Thomas Hobson (born June 8, 1982) is an American stage, film, and television actor and singer. He is best known for his roles as Shout in the Nick Jr. Channel television series The Fresh Beat Band and its animated spin-off Fresh Beat Band of Spies and Bryce in the Nickelodeon television series That Girl Lay Lay. He has also starred in films such as Clubhouse Detectives (1996), Free Enterprise (1999), 12 Hour Shift (2020) and Ghosts of the Ozarks (2021).

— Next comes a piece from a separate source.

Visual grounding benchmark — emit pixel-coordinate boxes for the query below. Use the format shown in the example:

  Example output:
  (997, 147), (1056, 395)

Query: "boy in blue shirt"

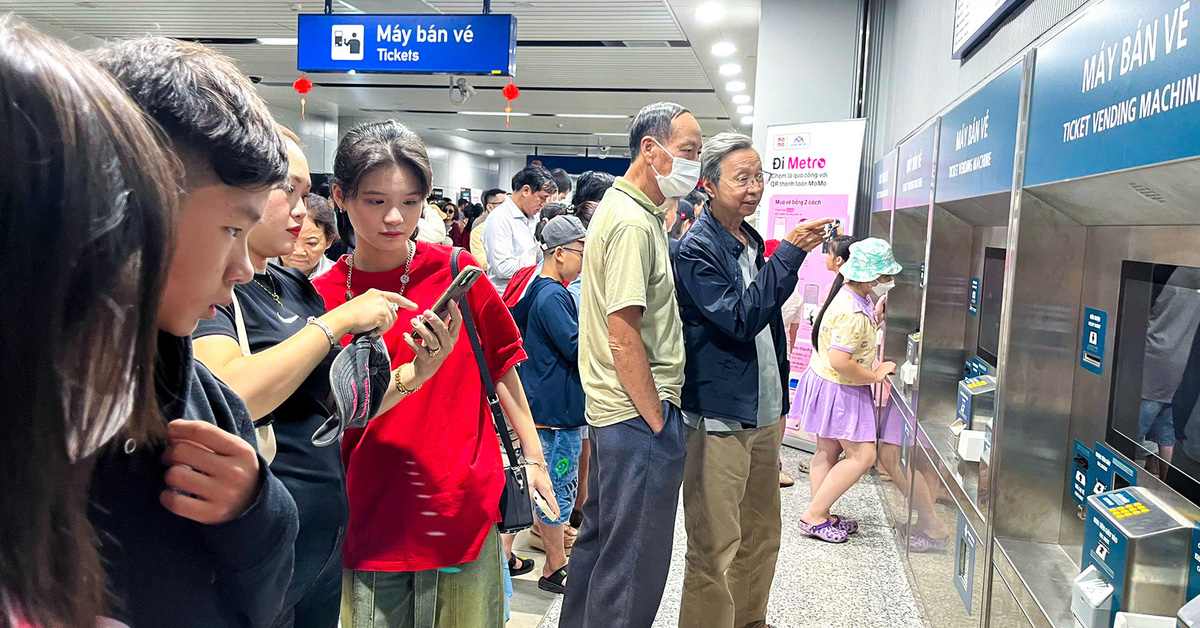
(512, 216), (587, 593)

He began acting when he was six years old, and received a BA in Theatre Studies from Yale University in 2004.

==Career==

Hobson appeared in The Hogan Family in the 1990s and in Malcolm in the Middle in the early 2000s.

In 2005, Hobson performed in the play North Beach, written by Bill Swadley and directed by Taylor Nichols. Billboard reported that his performance was convincing and skillful.

In 2006, he performed at the MaCadden Theatre in Los Angeles in a retelling of The Madwoman of Chaillot as set in post-Katrina New Orleans. L.A. Splash wrote that the cast gave strong performances.

In 2008, he performed in the Citykid the Musical, which received six NAACP Image Awards.

In 2009, Hobson appeared on The Fresh Beat Band as Shout the piano player and assistant leader for the band, which stars his character's three best friends, Kiki, Twist and Marina.

The show, Nickelodeon's "most-music" show aimed at preschoolers, catapulted Thomas Hobson to national fame among adolescents. His performance on the musical show has been characterized by one reviewer as "cool beans" and was shot in Hollywood, California.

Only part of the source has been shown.